Al-Syadzili lantas mengatakan, “Iya, aku mengerti. Tapi, ambilkan air sumur itu. Apa yang aku inginkan tidak seperti yang ada dalam pikiran kalian”. Selanjutnya putera al-Syadzili itu mengambil air sumur sebagaimana yang ayahnya kehendaki. Setelah selesai berwudu, al-Syadzili berkumur dengan air sumur yang asin itu lalu menumpahkan ke dalam timba kembali.
Setelah itu al-Syadzili memerintahkan agar air bekas kumuran tersebut dituangkan kembali ke dalam sumur. Sejak saat itu, dengan izin Allâh Yang Maha Agung, air sumur itu seketika berubah menjadi tawar dan sumbernya pun semakin membesar. Sumur itu hingga sekarang masih terpelihara dengan baik (al-Mafâkhir al-Âliyah fî al-Ma’âtsir al-Syadziliyyah, halaman: 50).

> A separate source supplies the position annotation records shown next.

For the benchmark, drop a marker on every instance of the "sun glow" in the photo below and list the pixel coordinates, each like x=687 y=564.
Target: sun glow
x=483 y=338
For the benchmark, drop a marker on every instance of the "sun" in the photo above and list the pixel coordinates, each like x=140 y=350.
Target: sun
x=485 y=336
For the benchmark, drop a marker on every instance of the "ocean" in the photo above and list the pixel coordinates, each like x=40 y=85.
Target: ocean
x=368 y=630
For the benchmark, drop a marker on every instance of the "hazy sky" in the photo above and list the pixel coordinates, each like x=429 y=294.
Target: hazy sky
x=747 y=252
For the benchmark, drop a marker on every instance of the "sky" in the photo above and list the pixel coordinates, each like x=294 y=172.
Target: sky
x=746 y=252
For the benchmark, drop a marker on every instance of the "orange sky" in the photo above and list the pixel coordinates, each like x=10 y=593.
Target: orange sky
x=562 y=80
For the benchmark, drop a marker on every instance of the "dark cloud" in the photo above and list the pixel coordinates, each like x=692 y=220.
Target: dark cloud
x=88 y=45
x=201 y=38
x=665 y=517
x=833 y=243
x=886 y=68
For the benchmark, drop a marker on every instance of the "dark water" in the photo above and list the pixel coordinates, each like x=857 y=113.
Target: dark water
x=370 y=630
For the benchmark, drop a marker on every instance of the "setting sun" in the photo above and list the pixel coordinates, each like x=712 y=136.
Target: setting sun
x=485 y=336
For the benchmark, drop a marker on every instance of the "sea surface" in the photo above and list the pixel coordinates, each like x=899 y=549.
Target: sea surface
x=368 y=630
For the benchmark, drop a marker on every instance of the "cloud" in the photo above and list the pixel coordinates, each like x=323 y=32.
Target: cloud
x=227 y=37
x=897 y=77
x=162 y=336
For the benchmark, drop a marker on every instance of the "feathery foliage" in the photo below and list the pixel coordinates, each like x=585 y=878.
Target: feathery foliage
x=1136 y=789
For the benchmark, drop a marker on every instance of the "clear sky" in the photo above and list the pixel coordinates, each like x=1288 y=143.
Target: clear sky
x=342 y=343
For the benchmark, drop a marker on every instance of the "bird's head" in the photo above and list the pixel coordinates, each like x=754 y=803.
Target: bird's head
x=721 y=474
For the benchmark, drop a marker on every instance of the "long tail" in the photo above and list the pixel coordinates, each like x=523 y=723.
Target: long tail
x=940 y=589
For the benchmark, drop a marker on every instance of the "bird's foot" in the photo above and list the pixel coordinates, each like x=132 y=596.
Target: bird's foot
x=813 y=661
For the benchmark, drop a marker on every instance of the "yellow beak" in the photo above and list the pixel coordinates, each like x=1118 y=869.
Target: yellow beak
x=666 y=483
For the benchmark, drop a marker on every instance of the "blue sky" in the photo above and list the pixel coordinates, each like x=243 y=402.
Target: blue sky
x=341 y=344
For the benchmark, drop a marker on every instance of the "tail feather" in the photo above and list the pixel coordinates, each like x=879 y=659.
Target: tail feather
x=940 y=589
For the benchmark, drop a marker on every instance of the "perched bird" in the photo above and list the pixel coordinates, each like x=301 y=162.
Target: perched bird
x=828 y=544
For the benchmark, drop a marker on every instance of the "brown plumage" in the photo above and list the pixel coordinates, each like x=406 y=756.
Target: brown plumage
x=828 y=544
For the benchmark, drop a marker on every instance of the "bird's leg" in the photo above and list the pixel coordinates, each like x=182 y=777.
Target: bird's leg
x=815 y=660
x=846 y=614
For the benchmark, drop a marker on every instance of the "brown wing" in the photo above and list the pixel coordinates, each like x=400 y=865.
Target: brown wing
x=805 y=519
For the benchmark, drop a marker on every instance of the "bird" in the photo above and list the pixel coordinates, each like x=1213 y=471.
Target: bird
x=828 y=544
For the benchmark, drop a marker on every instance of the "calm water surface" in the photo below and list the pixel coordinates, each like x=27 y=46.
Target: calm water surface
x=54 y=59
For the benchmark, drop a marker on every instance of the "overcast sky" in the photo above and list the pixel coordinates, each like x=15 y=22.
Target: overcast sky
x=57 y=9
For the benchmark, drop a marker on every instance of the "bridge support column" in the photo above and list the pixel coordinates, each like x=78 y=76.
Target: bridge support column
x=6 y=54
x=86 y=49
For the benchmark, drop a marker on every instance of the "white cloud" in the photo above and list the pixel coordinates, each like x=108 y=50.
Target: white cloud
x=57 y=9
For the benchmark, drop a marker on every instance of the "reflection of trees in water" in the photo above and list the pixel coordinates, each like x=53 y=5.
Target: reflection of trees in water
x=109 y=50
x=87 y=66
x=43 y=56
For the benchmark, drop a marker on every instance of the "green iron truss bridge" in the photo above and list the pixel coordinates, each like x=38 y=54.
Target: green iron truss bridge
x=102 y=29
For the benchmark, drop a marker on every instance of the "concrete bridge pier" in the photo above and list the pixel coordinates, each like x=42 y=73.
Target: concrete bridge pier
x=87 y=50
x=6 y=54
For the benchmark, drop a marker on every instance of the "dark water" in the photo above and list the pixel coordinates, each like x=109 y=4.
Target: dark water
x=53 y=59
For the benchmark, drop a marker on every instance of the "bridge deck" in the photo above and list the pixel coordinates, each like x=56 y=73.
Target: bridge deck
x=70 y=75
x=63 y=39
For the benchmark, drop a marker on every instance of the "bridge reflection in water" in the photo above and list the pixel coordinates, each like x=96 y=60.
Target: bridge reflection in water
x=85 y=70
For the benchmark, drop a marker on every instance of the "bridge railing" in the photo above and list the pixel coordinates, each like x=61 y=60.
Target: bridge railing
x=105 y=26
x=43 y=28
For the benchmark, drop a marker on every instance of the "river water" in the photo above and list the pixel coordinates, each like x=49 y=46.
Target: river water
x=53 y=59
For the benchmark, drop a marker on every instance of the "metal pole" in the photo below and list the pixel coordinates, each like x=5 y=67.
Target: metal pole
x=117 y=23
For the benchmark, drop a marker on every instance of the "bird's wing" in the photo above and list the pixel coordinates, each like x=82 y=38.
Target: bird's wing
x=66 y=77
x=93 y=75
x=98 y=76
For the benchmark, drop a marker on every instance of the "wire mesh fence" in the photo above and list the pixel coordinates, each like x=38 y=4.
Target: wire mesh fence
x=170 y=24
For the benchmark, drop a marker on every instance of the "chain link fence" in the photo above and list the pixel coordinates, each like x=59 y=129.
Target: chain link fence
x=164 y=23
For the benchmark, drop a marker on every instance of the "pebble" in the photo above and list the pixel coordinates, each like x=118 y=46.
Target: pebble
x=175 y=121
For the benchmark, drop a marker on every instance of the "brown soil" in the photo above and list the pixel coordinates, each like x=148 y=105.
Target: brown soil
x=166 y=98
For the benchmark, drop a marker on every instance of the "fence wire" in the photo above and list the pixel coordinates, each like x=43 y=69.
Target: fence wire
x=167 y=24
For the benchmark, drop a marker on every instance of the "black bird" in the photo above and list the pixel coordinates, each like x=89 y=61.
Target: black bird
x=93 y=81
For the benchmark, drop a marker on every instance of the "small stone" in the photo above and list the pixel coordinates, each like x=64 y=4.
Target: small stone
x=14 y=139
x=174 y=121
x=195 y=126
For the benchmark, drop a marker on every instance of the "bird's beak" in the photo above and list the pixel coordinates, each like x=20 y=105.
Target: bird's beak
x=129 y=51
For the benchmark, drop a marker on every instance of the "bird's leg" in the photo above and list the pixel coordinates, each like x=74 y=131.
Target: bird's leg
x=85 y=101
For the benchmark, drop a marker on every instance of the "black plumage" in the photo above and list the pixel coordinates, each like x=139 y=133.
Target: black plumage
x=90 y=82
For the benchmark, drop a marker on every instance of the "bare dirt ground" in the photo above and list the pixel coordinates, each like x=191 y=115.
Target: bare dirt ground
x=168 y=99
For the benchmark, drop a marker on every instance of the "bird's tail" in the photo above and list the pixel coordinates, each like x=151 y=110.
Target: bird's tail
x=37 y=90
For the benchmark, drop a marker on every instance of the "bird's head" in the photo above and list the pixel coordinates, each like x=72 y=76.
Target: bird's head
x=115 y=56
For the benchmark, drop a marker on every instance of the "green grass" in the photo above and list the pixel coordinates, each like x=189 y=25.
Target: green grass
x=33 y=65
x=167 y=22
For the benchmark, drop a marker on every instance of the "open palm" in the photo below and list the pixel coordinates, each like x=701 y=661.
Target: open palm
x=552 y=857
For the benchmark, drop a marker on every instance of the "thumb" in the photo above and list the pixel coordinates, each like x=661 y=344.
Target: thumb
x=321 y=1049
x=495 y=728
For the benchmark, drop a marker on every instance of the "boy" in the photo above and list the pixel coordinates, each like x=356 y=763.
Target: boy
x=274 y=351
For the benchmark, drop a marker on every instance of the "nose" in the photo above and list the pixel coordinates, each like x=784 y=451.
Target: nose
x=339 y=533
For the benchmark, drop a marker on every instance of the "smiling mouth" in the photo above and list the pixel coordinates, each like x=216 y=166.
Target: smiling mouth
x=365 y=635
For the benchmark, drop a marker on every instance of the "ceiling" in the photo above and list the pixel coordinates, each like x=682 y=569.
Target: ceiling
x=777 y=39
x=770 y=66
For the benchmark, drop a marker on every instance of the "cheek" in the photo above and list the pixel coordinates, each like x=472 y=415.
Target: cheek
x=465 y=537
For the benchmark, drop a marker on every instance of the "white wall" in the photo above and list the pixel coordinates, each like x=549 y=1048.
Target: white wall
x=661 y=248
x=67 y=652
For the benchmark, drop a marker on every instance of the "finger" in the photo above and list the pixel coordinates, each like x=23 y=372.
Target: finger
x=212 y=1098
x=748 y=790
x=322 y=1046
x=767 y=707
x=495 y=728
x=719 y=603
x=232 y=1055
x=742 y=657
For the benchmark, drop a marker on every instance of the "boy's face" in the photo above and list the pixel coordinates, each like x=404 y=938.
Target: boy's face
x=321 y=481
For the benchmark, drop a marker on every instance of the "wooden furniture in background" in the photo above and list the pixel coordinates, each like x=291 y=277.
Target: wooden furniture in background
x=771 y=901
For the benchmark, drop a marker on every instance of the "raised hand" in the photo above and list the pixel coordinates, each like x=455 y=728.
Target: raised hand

Kemudian al-Syadzili mengerjakan shalat isya lalu diteruskan dengan shalat-shalat sunnah. Tidak berapa lama kemudian ia berbaring dan menghadapkan wajahnya kepada Allâh Swt. (tawajjuh) seraya berzikir sehingga kadang-kadang mengeluarkan suara yang nyaring, sampai-sampai terdengar oleh para murid dan shahabat-shahabatnya.
Pada malam itu tiada henti-hentinya al-Syadzili memanggil-manggil Tuhannya dengan mengucapkan, “Ilâhî, Ilâhî,“ (Wahai Tuhanku, wahai Tuhanku,….), (al-Mafâkhir al-Âliyah fî al-Ma’âtsir al-Syadziliyyah, halaman: 50. Lihat juga Qadhiyyah al-Tasawuf al-Madrasah al-Syadziliyyah, halaman: 42). Kadang-kadang pula al-Syadzili lanjutkan dengan mengucapkan, “Allâhumma matâ yakûnu al-liqâ’ ?” (“Ya Allâh, kapan kiranya hamba bisa bertemu?”). Sepanjang malam itu, keluarga dan murid al-Syadzili dengan penuh rasa tawadhu’, saling bergantian menunggui, merawat, dan mendampinginya.
Ketika waktu sudah sampai di penghujung malam, yaitu menjelang terbitnya fajar, setelah al-Syadzili sudah beberapa saat terdiam dan tidak mengeluarkan suara, maka mereka pun mengira bahwa al-Syadzili sudah tertidur pulas. Al-Syaikh Syarafuddîn perlahan-lahan mendekatinya.
Kemudian, dengan cara yang amat halus, putera al-Syadzili itu lalu menggerak-gerakkan tubuh al-Syadzili. Sedikit terkejut dan tertegun Syaikh Syarafuddîn mendapatinya, karena al-Syadzili al-Imam al–Quthub Ra. ternyata sudah berpulang ke rahmatullah. Innâ lillâhi wa innâ ilaihi râji‘ûn, (Qadhiyyah al-Tasawuf al-Madrasah al-Syadziliyyah, halaman: 42). Ketika itu ia berusia 63 tahun sama dengan usia Rasûlullâh Saw (al-Mafâkhir al-Âliyah fî al-Ma’âtsir al-Syadziliyyah, halaman: 51).
Setelah shalat subuh pada pagi hari itu, jasad al-Syadzili nan suci pun segera dimandikan dan dikafani oleh keluarga dan para muridnya. Sedangkan ketika matahari mulai tinggi, semakin banyak pula para ulama’, shiddiqîn, dan auliyâ’ullah agung berduyun-duyun berdatangan untuk berta‘ziyah dan turut menshalati jenazahnya.
Di antara mereka qadhi-nya para qadhi negeri Mesir, al-Syaikh al-Walî Badruddîn bin Jamâ‘ah. Hadir pula di antara mereka para pangeran dan pejabat kerajaan. Kehadiran para insan mulia dan pembesar-pembesar negara di tempat itu untuk memberikan penghormatan kepada sang Imam Agung.